Camilla could not protect everyone at once, and the hunters fighting alongside her were becoming more of a liability than an asset for her if she had to help them. Even when Ismelda finally unleashed her berserker aura spell, the hunters merely broke even on the ‘helpful’ scale.

She gritted her teeth. “Kagriss, how is it going?”

Not good,” Kagriss replied after a long pause. From the delay in answering, it was obvious how much stress Kagriss was in. “The seal is too complicated. If only we can find that damn key that we can use to unlock that seal.”

Camilla sighed and shook her head. “When push comes to shove, we can take Eva with us if you want.”

... Wait.” The reply was terse.

“...? Kagriss?” Camilla asked. “Am I bothering you? If I—” 

A sudden spike in excitement from Kagriss’s side interrupted her and Camilla had no idea if that was good or bad. She was fully prepared to be chewed out by an angry and stressed Kagriss when Kagriss’s reply came in a quiet, strained voice.
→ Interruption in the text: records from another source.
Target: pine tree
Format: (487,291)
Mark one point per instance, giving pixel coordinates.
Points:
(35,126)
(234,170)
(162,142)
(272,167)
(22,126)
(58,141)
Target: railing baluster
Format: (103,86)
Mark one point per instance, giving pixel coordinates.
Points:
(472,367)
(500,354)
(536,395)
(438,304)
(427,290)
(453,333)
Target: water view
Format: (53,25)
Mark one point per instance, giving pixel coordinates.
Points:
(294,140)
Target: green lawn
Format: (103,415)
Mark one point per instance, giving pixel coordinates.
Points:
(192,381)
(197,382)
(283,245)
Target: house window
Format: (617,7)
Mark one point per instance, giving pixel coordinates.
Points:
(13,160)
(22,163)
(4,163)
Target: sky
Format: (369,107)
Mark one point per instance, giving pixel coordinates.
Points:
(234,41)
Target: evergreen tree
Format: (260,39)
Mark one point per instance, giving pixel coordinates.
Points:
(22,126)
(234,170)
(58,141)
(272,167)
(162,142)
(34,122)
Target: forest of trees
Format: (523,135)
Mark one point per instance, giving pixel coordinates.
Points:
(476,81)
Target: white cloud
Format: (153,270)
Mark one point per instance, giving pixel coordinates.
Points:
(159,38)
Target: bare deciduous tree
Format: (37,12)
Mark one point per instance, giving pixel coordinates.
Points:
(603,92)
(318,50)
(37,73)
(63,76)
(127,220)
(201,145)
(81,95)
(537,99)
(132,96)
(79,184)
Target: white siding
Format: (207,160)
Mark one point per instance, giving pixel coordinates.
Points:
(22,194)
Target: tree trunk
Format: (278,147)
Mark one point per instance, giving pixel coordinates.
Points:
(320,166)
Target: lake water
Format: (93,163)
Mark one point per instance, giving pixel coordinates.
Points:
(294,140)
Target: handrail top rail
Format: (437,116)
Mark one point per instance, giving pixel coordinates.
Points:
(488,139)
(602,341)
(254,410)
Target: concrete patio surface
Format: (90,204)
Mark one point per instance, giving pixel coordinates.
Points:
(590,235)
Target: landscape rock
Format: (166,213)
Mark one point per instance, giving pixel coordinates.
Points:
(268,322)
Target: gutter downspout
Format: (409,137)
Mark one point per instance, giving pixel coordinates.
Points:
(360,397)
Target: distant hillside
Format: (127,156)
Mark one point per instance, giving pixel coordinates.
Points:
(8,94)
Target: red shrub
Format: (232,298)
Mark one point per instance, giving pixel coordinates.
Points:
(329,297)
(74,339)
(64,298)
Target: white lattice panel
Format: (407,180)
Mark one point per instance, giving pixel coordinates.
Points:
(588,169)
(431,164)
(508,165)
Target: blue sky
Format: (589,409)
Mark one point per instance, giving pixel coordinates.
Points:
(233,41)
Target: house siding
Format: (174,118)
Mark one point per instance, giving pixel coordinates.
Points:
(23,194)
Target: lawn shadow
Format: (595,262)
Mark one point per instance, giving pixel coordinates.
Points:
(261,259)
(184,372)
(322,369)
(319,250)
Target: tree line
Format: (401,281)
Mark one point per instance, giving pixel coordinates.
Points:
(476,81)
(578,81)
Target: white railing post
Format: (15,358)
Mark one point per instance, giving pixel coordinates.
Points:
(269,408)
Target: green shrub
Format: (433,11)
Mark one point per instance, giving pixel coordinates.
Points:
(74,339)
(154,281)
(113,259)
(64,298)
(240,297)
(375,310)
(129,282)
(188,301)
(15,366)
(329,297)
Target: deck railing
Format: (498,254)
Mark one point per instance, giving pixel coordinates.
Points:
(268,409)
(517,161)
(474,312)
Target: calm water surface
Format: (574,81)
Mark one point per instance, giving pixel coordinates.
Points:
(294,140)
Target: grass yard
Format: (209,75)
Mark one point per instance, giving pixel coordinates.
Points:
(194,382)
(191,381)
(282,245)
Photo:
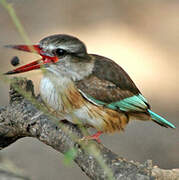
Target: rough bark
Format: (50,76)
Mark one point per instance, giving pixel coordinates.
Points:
(22,118)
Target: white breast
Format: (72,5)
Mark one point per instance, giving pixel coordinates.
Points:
(49,93)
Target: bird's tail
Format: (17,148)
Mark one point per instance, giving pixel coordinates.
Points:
(160,120)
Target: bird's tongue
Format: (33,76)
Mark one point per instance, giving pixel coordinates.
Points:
(35,64)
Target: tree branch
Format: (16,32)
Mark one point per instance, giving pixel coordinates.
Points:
(22,118)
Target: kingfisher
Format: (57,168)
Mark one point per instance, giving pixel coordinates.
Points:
(86,89)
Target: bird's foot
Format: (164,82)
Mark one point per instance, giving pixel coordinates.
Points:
(93,137)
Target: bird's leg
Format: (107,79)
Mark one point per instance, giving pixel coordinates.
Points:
(93,137)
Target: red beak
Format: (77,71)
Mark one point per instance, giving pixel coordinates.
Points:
(35,64)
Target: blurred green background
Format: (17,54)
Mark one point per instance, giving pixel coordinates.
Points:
(141,36)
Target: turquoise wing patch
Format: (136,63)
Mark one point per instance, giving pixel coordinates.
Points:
(133,103)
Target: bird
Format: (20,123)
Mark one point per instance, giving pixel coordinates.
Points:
(86,89)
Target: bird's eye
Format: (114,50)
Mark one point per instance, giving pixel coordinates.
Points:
(60,52)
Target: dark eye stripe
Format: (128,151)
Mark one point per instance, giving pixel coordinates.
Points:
(60,52)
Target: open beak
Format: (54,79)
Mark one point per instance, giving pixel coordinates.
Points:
(35,64)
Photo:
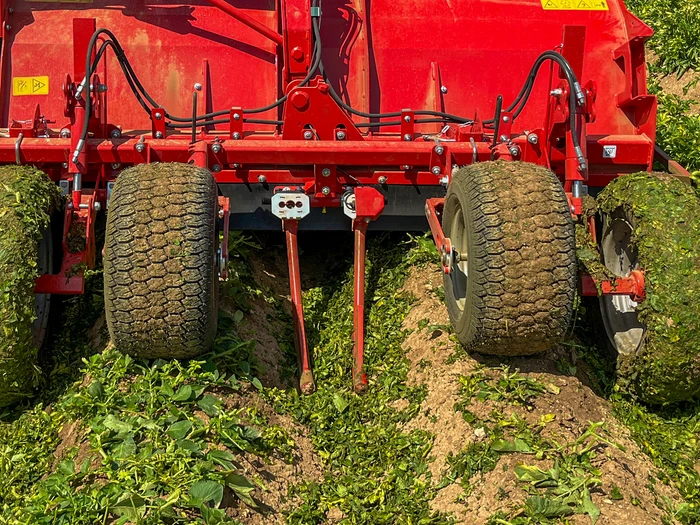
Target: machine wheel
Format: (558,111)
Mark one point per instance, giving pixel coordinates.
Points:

No. Not at all. I just found something. Buried behind all this useless junk was a hint about the key, Camilla!” Kagriss practically shouted, with emphasis on Camilla’s name. “It’s a feather! The key’s a feather! Come over here!

A feather! The ornament that Camilla kept in her pouch rose to the forefront of her mind.

Without hesitation, she flared her mana and spread her arms. “I need to go for a bit. Everyone stand back!” she shouted. Boots thudded against the ground as everyone, even Ismelda, rushed to comply.

When she first joined the battle, she had been an unknown quantity that people mocked. However, after fighting side by side for so long, her status rose until she was put alongside the likes of Ismelda, over even Beitra.

When she spoke and flared her mana, her word was law, especially when she possessed a strange magic that could turn golems into dust. And turn to dust they will.

A red mist spread out in front of Camilla, filling the tunnels ahead of her. A few golems tried to run out at the retreating hunters, but they were quickly beaten back as the hunters worked together to keep the golems in the mist. 

Although they had no idea what the mist was for, the hunters had no doubt that it would not be good to stay inside.

Camilla spread her consciousness over the mist, locking onto each golem. There were fifteen now, almost double the number from when she first tested the spell.

It will be difficult to maintain control over fifteen targets and the results might be catastrophic if her concentration slipped.

She took a deep breath and activated her magic. Obliterate.

Before everyone’s eyes, the golems inside the mist began to disintegrate. The mist converged on the golems, wrapping them up in a corrosive shroud and eating them away. First, their legs went, so that they could not move. Then, their arms, so that they could not hold their weapons.

A piercing pain stabbed into Camilla’s head, but she managed to not lose control. 

The golems’ heads disintegrated, followed by the last parts, the torso. The golems did not even have a chance to transform their cores into a smaller form, and for the first time in over an hour, there was no sound of metal striking stone.

Camilla almost collapsed, but she forced herself to remain standing, even opening her wings for balance. Her mind spun and she might’ve thrown up if she still maintained that instinct.

“I’ve taken care of this wave,” she said, nodding to Ismelda. “But they’ll be back. I have to go to the back and rest for a while.’

Ismelda held her gaze and dipped her chin. There was new respect in her eyes. “Leave it to me.”

Satisfied with Ismelda’s promise, Camilla flapped her wings and flew unsteadily over to the back of the cave, collapsing into Kagriss’s arms when she landed. With shaking hands and a piercing headache, she dug out the feather and handed it over to Kagriss.

“Here.”

Ignoring the holy power that burnt her hand when she touched it, Kagriss accepted the feather stone gratefully, almost with reverence.

Camilla sensed that Kagriss wished to “study” the stone as well, but knew that now was not the time and was holding back.

When Kagriss pressed the stone over Eva’s forehead, she frowned.